Hilbert M, Böhm G, Jaenicke R
Institute for Biophysics and Physical Biochemistry, University of Regensburg, Germany.
Proteins. 1993 Oct;17(2):138-51. doi: 10.1002/prot.340170204.
Protein structure prediction is based mainly on the modeling of proteins by homology to known structures; this knowledge-based approach is the most promising method to date. Although it is used in the whole area of protein research, no general rules concerning the quality and applicability of concepts and procedures used in homology modeling have been put forward yet. Therefore, the main goal of the present work is to provide tools for the assessment of accuracy of modeling at a given level of sequence homology. A large set of known structures from different conformational and functional classes, but various degrees of homology was selected. Pairwise structure superpositions were performed. Starting with the definition of the structurally conserved regions and determination of topologically correct sequence alignments, we correlated geometrical properties with sequence homology (defined by the 250 PAM Dayhoff Matrix) and identity. It is shown that both the topological differences of the protein backbones and the relative positions of corresponding side chains diverge with decreasing sequence identity. Below 50% identity, the deviation in regions that are structurally not conserved continually increases, thus implying that with decreasing sequence identity modeling has to take into account more and more structurally diverging loop regions that are difficult to predict.

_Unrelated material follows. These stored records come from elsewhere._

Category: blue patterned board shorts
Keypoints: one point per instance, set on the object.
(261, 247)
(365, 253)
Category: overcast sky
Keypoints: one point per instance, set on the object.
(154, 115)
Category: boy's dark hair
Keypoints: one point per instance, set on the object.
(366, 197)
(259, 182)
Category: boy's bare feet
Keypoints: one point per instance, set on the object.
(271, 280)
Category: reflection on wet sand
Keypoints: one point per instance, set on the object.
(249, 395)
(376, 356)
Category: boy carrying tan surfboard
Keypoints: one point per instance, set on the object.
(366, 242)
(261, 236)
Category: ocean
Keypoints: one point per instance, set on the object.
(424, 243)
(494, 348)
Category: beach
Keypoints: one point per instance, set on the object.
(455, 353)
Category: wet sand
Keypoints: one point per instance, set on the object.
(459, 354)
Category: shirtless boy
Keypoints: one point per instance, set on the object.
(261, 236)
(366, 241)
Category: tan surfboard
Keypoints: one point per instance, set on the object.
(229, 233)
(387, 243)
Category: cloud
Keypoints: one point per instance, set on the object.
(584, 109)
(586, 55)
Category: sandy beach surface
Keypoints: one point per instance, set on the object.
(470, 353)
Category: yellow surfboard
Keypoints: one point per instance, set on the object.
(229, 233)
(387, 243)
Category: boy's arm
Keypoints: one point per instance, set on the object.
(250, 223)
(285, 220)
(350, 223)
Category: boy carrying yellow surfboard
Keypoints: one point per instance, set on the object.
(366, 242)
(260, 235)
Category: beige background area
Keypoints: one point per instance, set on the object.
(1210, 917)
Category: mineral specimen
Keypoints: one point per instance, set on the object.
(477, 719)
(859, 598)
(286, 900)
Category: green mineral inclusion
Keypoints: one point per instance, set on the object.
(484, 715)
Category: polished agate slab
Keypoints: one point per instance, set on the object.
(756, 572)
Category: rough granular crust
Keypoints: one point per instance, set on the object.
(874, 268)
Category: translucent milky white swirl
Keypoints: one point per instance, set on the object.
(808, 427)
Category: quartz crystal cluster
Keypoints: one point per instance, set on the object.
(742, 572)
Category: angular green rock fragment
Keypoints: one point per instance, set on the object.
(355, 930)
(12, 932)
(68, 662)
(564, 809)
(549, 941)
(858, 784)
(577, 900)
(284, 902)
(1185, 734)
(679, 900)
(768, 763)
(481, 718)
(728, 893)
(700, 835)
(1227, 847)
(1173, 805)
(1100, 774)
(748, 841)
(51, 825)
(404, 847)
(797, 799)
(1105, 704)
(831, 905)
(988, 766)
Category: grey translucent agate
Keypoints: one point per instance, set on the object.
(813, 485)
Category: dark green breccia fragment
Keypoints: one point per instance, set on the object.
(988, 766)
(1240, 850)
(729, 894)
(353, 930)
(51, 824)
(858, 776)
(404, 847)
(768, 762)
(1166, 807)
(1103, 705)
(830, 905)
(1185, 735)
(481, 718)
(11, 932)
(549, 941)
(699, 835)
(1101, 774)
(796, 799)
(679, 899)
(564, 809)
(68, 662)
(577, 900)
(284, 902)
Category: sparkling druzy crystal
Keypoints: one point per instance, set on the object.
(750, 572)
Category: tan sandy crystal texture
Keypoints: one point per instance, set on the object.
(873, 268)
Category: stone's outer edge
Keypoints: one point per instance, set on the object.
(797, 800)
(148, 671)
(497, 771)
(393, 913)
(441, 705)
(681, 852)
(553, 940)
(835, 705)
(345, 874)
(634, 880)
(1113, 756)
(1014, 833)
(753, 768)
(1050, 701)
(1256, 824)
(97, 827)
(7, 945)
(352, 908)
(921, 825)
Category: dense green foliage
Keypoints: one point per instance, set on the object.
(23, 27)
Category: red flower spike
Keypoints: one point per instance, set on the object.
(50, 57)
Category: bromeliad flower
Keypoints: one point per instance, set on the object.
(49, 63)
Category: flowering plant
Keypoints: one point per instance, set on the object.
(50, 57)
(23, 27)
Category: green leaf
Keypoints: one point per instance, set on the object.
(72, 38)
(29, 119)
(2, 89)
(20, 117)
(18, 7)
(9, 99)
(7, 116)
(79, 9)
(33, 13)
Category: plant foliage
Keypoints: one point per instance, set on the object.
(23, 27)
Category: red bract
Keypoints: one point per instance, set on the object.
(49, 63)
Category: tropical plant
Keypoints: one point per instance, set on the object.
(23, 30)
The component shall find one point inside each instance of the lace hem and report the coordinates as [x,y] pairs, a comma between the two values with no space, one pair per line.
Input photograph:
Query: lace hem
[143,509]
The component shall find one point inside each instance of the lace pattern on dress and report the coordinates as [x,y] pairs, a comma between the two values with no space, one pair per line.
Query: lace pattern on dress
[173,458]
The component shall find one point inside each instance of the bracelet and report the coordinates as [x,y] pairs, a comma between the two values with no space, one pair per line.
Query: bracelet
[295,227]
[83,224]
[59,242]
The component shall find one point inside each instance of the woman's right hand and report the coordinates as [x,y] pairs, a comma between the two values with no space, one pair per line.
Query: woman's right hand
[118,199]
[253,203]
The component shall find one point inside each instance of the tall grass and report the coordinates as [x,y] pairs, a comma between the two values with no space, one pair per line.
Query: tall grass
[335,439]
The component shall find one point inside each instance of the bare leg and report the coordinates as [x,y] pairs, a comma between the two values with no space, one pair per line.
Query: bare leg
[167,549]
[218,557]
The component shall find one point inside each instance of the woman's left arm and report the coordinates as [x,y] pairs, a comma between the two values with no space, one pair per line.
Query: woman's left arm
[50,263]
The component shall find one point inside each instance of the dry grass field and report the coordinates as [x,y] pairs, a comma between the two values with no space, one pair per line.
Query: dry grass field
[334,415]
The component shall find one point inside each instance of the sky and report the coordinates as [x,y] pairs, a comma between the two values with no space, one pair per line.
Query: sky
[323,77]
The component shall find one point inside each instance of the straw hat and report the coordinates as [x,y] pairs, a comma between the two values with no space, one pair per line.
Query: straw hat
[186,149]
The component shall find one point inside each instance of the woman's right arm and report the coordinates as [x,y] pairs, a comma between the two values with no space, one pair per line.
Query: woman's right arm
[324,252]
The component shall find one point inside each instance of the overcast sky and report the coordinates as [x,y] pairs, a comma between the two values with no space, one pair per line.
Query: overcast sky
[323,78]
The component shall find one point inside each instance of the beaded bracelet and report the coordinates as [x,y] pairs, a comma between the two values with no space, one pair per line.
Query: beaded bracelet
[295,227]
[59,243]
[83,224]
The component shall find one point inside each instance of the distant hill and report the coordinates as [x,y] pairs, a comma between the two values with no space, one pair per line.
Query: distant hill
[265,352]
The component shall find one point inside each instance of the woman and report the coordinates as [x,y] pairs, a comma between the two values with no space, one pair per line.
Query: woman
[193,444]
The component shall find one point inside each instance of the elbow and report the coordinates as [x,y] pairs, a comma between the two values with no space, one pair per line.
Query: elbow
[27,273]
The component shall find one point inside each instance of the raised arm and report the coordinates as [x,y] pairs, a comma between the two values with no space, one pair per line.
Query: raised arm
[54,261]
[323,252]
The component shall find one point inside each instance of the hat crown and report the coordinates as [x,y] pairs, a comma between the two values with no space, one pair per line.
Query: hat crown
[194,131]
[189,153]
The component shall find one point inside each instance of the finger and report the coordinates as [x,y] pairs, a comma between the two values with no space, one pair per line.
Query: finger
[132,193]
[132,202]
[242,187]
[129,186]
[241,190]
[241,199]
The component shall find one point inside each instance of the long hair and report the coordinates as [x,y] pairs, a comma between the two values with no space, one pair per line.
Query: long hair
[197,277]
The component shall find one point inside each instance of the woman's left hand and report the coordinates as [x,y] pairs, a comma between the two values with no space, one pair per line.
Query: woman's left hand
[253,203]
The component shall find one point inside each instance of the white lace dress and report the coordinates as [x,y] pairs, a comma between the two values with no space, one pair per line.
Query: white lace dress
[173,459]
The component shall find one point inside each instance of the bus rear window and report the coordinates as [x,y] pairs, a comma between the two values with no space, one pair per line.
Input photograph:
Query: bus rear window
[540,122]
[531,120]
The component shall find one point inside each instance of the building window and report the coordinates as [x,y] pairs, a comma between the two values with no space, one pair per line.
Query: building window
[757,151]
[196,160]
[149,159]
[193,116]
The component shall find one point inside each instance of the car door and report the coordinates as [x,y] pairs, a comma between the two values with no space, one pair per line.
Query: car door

蛋白质结构预测主要基于通过与已知结构的同源性对蛋白质进行建模;这种基于知识的方法是迄今为止最有前途的方法。尽管它应用于蛋白质研究的整个领域,但尚未提出关于同源建模中所使用概念和程序的质量及适用性的通用规则。因此,本工作的主要目标是提供工具,用于在给定的序列同源性水平下评估建模的准确性。我们选择了一大组来自不同构象和功能类别但具有不同同源程度的已知结构。进行了成对结构叠加。从结构保守区域的定义和拓扑正确的序列比对的确定开始,我们将几何性质与序列同源性(由250 PAM Dayhoff矩阵定义)和一致性相关联。结果表明,随着序列一致性的降低,蛋白质主链的拓扑差异以及相应侧链的相对位置都会发散。在一致性低于50%时,结构不保守区域的偏差会持续增加,这意味着随着序列一致性的降低,建模必须考虑越来越多难以预测的结构发散环区域。